Measuring crawl efficiency
Crawl efficiency is the share of a search engine's crawling effort that lands on pages you actually want indexed — versus effort wasted on duplicates, dead ends, and junk. On a small site it barely registers; on a large one it's decisive, because crawl budget is finite and every request spent on a useless URL is a request not spent on a valuable one. This guide covers what eats crawl efficiency, how to measure it, and how to claw it back.
Run the Crawl Depth Checker on your site — free, no account.

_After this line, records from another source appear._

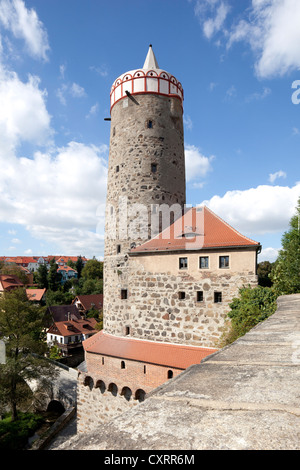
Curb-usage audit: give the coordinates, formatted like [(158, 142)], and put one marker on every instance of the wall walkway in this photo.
[(244, 397)]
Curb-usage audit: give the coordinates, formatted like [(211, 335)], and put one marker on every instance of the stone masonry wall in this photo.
[(108, 390), (154, 311)]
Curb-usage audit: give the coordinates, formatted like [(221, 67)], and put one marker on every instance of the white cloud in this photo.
[(25, 24), (197, 164), (274, 176), (59, 196), (218, 11), (74, 90), (261, 210), (77, 91), (273, 33), (93, 111), (268, 254), (23, 116)]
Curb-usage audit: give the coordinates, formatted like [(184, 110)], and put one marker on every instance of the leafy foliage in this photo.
[(252, 306), (286, 272), (14, 434)]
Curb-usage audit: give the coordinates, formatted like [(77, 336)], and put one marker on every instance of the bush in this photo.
[(14, 434), (252, 306)]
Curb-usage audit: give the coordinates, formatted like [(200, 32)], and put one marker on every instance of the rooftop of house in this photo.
[(64, 312), (198, 229), (73, 327), (152, 352), (35, 294), (9, 281), (89, 301)]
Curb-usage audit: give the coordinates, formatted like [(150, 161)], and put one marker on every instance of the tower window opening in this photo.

What crawl efficiency actually is
Search engines allocate each site a rough crawl budget — how many URLs they'll fetch in a given period, driven by the site's perceived importance and how fast/stable it responds. Crawl efficiency is how well that budget is spent: a high-efficiency site spends most of its crawl on canonical, valuable, indexable pages; a low-efficiency one burns it on parameter variants, soft 404s, redirect chains, and infinite filter combinations.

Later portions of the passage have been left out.